Sono tre anni che non è più in mezzo a noi Franco Carnieri, cronista del “Tirreno” (e tanti anni prima di “Paese Sera”). Gli sono stato compagno di banco per tanto tempo e tanto ho imparato. Soprattutto in termini di una dirittura anche spietata verso sé stessi: se aveva qualcosa da dirmi, non era per nulla tenerino. So che lo faceva perché mi voleva un gran bene. Lasciando il servizio mi aveva consegnato un calibro professionale, uno di quelli che aveva anche mio padre. Inutile in una redazione di giornale se non a dirti da dove vieni: e se «le parole sono importanti», direbbe Nanni Moretti, le radici lo sono perfino di più. E uno come lui teneva l’appartenenza alle origini da tuta blu una attenzione particolare: nessuno più di lui è stato voce della classe operaia livornese, nemmeno io che pure da quel ceppo di lavoratori metalmeccanici provengo. Detto che faccio parte di una categoria che ha mille peccati, se c’è una cosa che mi fa andare in bestia è la solita tiritera del giornalista leccapiedi e venduto: vengo dall’oratorio salesiano di Colline e sebbene don Dagna cercasse di aiutarci a utilizzare argomenti dialettici più sofisticati, qui scappa la risposta standard che invita a riferirsi “ar budello” della propria augusta genitrice ma anche per li rami di tutto il resto dello “stramalidetto” parentado a vario titolo coinvolgibile. Lo dico perché ho incontrato nella vita professionale un esempio come Franco, e forse non è l’unico: alla faccia degli starnazzanti.

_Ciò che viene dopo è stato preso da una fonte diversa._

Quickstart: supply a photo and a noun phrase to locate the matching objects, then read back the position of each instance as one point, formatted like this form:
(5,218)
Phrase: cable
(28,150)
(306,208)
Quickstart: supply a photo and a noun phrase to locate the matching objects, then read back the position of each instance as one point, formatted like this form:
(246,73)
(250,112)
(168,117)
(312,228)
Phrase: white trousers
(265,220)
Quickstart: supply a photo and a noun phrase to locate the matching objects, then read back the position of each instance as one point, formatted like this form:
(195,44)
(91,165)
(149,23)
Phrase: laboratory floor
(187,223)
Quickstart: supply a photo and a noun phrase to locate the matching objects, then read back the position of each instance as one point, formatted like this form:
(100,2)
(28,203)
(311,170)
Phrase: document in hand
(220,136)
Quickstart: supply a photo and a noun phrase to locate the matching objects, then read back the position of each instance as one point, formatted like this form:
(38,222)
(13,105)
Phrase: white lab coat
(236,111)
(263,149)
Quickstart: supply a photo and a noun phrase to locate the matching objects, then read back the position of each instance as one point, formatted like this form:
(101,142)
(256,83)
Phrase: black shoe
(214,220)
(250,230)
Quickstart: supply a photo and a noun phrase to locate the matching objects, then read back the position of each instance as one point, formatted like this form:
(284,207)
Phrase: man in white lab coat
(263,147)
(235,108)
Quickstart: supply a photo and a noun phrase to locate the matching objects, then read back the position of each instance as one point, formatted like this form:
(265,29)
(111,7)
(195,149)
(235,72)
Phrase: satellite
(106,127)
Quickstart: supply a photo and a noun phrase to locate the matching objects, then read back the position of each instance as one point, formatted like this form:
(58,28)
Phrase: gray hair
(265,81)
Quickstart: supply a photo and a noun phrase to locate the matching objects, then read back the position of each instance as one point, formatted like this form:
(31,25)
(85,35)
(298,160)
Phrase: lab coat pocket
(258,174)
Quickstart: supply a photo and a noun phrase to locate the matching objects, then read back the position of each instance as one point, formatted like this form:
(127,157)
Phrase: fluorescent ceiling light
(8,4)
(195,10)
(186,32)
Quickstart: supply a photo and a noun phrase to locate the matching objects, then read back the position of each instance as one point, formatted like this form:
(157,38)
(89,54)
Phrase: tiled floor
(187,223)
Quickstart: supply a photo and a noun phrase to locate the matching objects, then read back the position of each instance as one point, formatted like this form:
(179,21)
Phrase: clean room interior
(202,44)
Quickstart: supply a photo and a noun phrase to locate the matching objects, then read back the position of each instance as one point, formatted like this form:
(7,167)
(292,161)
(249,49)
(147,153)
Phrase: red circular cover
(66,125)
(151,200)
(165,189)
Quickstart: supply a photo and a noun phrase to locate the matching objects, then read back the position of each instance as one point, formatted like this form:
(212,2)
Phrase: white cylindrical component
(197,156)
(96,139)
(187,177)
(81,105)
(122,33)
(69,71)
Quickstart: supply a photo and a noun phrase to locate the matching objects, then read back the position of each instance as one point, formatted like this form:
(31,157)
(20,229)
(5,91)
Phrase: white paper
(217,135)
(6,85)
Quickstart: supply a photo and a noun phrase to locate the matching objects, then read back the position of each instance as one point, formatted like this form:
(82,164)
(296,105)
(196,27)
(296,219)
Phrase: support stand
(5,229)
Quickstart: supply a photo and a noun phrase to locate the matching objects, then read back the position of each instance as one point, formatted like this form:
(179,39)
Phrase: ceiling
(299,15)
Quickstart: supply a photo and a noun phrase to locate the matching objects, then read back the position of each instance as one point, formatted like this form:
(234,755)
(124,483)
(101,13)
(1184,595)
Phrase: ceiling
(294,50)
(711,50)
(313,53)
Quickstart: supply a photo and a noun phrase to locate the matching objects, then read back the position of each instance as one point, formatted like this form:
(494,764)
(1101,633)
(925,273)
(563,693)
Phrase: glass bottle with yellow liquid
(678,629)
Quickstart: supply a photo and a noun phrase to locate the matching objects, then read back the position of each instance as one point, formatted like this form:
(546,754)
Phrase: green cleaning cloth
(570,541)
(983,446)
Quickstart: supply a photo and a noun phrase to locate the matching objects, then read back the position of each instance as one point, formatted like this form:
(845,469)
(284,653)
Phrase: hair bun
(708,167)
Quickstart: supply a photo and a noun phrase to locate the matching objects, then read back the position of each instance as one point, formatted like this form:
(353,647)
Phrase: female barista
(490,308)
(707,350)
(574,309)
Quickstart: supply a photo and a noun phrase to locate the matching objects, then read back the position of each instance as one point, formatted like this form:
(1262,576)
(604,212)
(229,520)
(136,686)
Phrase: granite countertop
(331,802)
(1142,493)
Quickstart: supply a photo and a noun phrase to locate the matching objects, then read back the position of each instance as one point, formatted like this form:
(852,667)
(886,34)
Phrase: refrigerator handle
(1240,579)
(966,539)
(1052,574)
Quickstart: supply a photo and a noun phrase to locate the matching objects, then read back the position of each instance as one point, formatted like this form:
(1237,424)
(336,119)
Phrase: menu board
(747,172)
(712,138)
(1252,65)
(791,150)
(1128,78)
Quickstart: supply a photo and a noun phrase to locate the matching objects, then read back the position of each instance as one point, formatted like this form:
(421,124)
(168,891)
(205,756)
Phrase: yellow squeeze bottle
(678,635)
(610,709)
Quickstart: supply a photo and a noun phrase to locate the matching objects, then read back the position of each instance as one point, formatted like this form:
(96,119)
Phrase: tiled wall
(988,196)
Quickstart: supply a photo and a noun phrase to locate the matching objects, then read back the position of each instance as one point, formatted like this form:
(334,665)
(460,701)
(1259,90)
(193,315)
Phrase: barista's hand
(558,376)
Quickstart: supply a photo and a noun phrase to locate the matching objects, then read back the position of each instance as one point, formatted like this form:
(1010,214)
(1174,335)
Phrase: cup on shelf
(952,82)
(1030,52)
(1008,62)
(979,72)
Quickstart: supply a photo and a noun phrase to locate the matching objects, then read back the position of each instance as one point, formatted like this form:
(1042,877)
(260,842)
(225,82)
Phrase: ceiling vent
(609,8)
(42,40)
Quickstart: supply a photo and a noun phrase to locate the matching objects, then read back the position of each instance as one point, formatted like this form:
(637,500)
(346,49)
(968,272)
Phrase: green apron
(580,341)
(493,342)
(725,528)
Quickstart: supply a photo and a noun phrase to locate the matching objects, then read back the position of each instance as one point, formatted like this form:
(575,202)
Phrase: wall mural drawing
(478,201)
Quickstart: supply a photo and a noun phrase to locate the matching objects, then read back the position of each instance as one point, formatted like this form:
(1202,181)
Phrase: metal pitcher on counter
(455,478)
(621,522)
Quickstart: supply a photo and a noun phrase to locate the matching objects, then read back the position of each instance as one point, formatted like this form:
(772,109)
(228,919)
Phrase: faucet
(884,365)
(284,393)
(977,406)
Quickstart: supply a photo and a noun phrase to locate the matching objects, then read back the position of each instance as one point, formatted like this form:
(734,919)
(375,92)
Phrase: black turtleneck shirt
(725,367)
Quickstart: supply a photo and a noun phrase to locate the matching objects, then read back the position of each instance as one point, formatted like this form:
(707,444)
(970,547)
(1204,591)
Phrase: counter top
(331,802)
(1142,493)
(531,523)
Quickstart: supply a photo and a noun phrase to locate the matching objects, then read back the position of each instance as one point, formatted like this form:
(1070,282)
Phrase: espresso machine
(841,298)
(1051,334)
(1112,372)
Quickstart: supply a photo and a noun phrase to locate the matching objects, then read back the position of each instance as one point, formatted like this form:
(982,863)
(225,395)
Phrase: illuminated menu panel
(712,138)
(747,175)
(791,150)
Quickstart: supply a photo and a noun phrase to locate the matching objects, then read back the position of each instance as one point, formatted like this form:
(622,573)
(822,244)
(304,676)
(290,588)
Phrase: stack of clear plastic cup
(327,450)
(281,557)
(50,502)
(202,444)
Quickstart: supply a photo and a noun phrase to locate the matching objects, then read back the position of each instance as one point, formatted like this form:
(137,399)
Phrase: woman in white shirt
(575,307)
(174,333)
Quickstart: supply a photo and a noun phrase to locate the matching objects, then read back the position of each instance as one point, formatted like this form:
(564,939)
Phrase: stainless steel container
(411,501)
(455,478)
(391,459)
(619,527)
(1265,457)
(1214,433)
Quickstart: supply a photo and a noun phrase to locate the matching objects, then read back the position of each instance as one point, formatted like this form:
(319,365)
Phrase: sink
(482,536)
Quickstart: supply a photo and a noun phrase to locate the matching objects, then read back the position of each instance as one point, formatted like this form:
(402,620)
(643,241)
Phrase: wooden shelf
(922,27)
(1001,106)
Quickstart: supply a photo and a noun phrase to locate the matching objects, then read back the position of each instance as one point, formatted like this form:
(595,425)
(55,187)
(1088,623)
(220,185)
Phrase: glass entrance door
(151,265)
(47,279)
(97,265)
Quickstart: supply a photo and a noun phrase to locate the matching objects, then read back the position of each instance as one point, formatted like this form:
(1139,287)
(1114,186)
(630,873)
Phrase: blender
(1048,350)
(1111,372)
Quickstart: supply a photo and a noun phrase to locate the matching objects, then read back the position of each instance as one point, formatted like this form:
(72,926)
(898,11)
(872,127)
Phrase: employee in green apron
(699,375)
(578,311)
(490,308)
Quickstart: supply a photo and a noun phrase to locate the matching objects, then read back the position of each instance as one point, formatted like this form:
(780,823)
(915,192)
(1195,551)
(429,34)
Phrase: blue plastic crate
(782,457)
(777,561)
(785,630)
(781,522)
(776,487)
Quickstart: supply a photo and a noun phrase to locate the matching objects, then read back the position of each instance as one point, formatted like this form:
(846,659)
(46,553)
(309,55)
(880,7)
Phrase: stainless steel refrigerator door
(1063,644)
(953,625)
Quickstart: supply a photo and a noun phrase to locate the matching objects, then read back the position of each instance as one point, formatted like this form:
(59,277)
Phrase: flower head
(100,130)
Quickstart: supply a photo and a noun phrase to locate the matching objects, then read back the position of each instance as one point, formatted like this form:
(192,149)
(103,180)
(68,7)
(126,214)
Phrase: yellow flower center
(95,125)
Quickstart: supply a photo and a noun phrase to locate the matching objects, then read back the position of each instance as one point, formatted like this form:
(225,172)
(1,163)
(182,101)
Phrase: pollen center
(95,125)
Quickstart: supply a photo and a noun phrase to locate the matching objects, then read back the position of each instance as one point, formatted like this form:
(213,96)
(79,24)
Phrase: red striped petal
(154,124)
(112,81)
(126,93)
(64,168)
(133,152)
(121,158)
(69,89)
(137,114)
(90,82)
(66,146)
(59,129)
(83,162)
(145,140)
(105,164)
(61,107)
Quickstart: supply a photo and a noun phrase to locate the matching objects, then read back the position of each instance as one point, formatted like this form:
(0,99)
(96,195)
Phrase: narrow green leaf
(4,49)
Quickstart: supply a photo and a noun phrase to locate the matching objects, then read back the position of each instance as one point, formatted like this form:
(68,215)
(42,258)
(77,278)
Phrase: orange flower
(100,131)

Ecco che qui, adesso che anch’io ho lasciato la redazione e non ho più la carta di giornale sotto i piedi, per ricordarlo nel terzo anniversario della sua scomparsa mi affido alla mia piccola micro-editoria e vi ripropongo il modo con cui gli ho dato l’ultimo abbraccio dalle colonne del “Tirreno” nell’estate 2020.

 

di Mauro Zucchelli

Se n’è andato in silenzio alla soglia degli 81 anni: li avrebbe compiuti fra una settimana e mezzo, lui che era nato nello stesso giorno di Romano Prodi. In silenzio perché Franco Carnieri, ex cronista del “Tirreno” per lunghi anni, non amava granché i toni strillati quando servivano solo a far gonfiare la vanagloria personale tutta chiacchiere, tesserino professionale e prosopopea. Li amava invece quando era la voce della lotta collettiva, della battaglia operaia: cronista in tuta blu, e non per vezzo da tifoso bensì perché rivendicava una appartenenza di classe.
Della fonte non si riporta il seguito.